I took the trouble to investigate the proposal put forward by Sainsbury in May this year and published an interview with their representative which I believed would inform the public in a neutral way as to what was proposed.
As someone who was present at their display for three hours on their final day I find the publicity coming from Sainsbury regarding the views of local people to be downright dishonest and worthy of very competent politicians who are good at convincing people that black is white.
I too have discussed the topic with about fifty of my friends and 90% believe that any supermarket will undermine the long term future of the town of Ulverston. I am now convinced that another supermarket would be disastrous. Upgrade the Co-op which is owned by us : Yes. But large remotely run businesses : No
The reason is that at present the trade in the town, for the most part is run well by local people. These are canny businessmen who work with local suppliers to get good produce at low prices. Both Deborah Robinson and myself have independently done thorough surveys of local prices that show that that a combination of well run shops like Brocklebanks and Smith and Harrisons can supply a wider variety of goods at lower prices than the supermarkets.
Supermarkets are a thing of the past they are on their way out because of their inefficiency and inability to operate flexibly at a local level. Their transport costs will always be high and are rising as fuel prices increase. Something made in Dalton will be trundled all the way to Manchester only to travel all the way back to Dalton to be sold there. The local businessman buys locally from other efficient producers with working conditions with negligible transport cost.
Supermarkets do not provide new jobs because they put the smaller local suppliers out of business in favour of the distant large scale supplier with dubious hire-and-fire policies and in some cases illegal immigrant workers.

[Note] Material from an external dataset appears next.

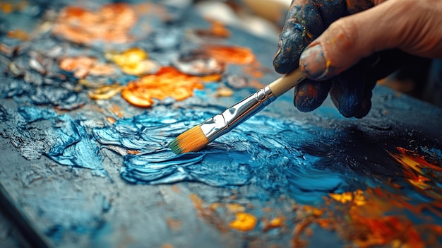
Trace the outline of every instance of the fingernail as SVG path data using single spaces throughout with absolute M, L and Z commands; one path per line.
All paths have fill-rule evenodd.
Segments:
M 299 66 L 311 79 L 321 79 L 327 73 L 327 61 L 318 44 L 305 49 L 299 58 Z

Secondly large is not necessarily better. These companies are run by remote executives who act for the benefit of the large company. Thus in say ten years, they could decide that an Ulverston store isn't as effective as a larger one in Kendal. The smaller Ulverston store which will get closed.

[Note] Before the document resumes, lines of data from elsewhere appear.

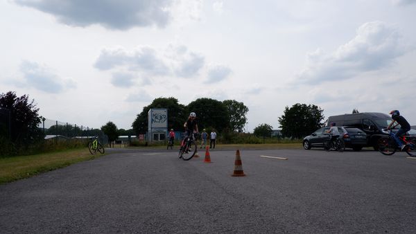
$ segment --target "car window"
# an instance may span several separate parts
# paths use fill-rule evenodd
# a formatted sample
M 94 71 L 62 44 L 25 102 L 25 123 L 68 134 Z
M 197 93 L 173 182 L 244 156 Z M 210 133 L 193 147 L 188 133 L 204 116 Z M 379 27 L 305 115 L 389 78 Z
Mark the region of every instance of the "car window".
M 320 135 L 322 134 L 323 131 L 324 131 L 324 128 L 320 128 L 319 129 L 315 131 L 313 133 L 317 135 Z
M 410 129 L 408 132 L 410 135 L 416 135 L 416 130 L 415 129 Z
M 340 134 L 343 134 L 344 133 L 345 131 L 344 131 L 344 129 L 343 127 L 338 127 L 338 132 Z
M 355 127 L 351 127 L 351 128 L 349 127 L 349 128 L 346 128 L 345 129 L 349 133 L 360 133 L 360 134 L 364 133 L 361 129 L 359 129 L 355 128 Z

They won't care a toss about how that leaves Ulverston. Yes you could argue that Ulverston is thirty years behind the rest of the country. With the present economic situation this could well be it's salvation.
My plea is for everyone to think carefully about the future and not plump for the 'cheaper' option - in the future this could prove the expensive one which holds a monopoly. No in my view small, local and quickly flexible is the service to vote for. Ulverston, in spite of it's poor politicians has still got the makings of being special. Now at last there are the signs that even the political scene is at the beginning of a shake up thanks to the likes of Jane Harris - one our new and energetic Councillors - and there are more waiting off stage ready to step in - in Five years time Ulverston could be truly special.
Vote “No” to Sainsbury and any other supermarket. Resist their slick highly professional and dishonest way of winning an argument. Resist big business. Have faith in your local loyal nose-to-the-grindstone businessman not a remote disinterested cold-blooded executive with an office at the top of a sky scraper with a team of suited PR persuaders and highly paid lawyers who know how to operate just on the right side of the line of legality. People who know how to pull the right string and are even skilled at the back-hander.